Sem leitos de UTI, municípios pequenos temem por estrutura limitada para transferir pacientes graves com a Covid-19

Profissionais de saúde ajudam um paciente com sintomas da Covid-19, em Manaus.

Num país continental e desigual como o Brasil, o combate à Covid-19 impõe desafios logísticos quando a doença já contabiliza 1.532 mortes e aponta para uma perigosa tendência de interiorização. É por isso que municípios pequenos estão preocupados com o cenário que podem enfrentar nas próximas semanas com a disseminação do coronavírus pelo país. Os casos de Covid-19 ―uma doença cujos cuidados de pacientes graves dependem de uma estrutura hospitalar complexa que esses locais nunca tiveram― já começam a ser registrados. E, embora a ordem continue sendo a de enviar pacientes que necessitem de cuidados intensivos aos hospitais de referência das chamadas cidades polo, as redes regionais de saúde precisam ser reorganizadas tanto para conseguir atender a alta demanda imposta pela pandemia quanto para que as transferências aconteçam de forma segura. O desafio maior é nas regiões onde há um verdadeiro apagão de UTIs ―nas quais vive 14,9% da população que depende unicamente do SUS. Mas a situação é complexa em muitos municípios, nos quais faltam desde UTIs móveis para transportar pacientes mais graves até profissionais especializados para operá-las, como relatado no Ceará. No imenso Amazonas, os prefeitos cobram transporte aéreo disponível para os casos graves, numa doença de evolução rápida.

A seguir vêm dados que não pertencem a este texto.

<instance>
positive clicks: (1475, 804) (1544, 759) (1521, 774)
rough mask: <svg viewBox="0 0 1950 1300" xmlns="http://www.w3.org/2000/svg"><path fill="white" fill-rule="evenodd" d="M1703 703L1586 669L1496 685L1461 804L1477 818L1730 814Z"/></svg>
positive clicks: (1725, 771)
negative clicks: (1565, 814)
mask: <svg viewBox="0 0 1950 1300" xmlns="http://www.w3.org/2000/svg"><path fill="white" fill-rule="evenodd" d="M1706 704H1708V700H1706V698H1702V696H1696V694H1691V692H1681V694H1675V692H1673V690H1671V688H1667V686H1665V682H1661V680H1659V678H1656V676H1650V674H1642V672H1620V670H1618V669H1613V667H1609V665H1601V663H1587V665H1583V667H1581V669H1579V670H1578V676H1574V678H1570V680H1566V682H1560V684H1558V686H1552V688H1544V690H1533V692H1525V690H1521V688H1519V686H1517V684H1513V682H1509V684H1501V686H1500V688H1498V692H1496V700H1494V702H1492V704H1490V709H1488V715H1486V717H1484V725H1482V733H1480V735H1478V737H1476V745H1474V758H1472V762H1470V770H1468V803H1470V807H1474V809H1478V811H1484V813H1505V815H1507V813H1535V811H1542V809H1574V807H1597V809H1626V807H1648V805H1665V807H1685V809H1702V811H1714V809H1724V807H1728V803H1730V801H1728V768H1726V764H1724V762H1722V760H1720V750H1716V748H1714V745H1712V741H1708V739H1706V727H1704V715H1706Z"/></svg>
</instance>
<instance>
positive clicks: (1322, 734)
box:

O Sistema Único Brasileiro é organizado em 451 regiões de saúde, que têm cidades de referência para garantir capilaridade no atendimento da população. É nessas cidades-polo ―geralmente com mais de 70.000 habitantes― que estão concentradas as unidades de terapia intensiva, que exigem um alto investimento para a implantação (com a compra de equipamentos) e para a manutenção (com equipes de intensivistas especializados que incluem médicos, enfermeiros e outros profissionais da saúde), para atender a determinados grupos de municípios. Há um fluxo histórico dos locais para onde os pacientes mais graves das cidades pequenas devem ser encaminhados, caso precisem de cuidados hospitalares mais complexos.

O problema é que essa estrutura atual pode ser insuficiente para a demanda da epidemia do coronavírus e sua distribuição é desigual entre as regiões do país. Um estudo da FGV mostra que 14,9% da população que depende exclusivamente do SUS não contam com nenhum leito de UTI na região (e não apenas na cidade) em que residem. Essas regiões estão principalmente nas regiões Norte, Nordeste e Centro-Oeste. Segundo o mesmo estudo, em 72% das regiões de saúde, o número de leitos de UTI pelo SUS é inferior ao considerado adequado em um ano típico, sem a influência da Covid-19. Há um padrão similar com relação a ventiladores e respiradores nesses locais, equipamentos cruciais no atendimento dos pacientes infectados com o novo coronavírus.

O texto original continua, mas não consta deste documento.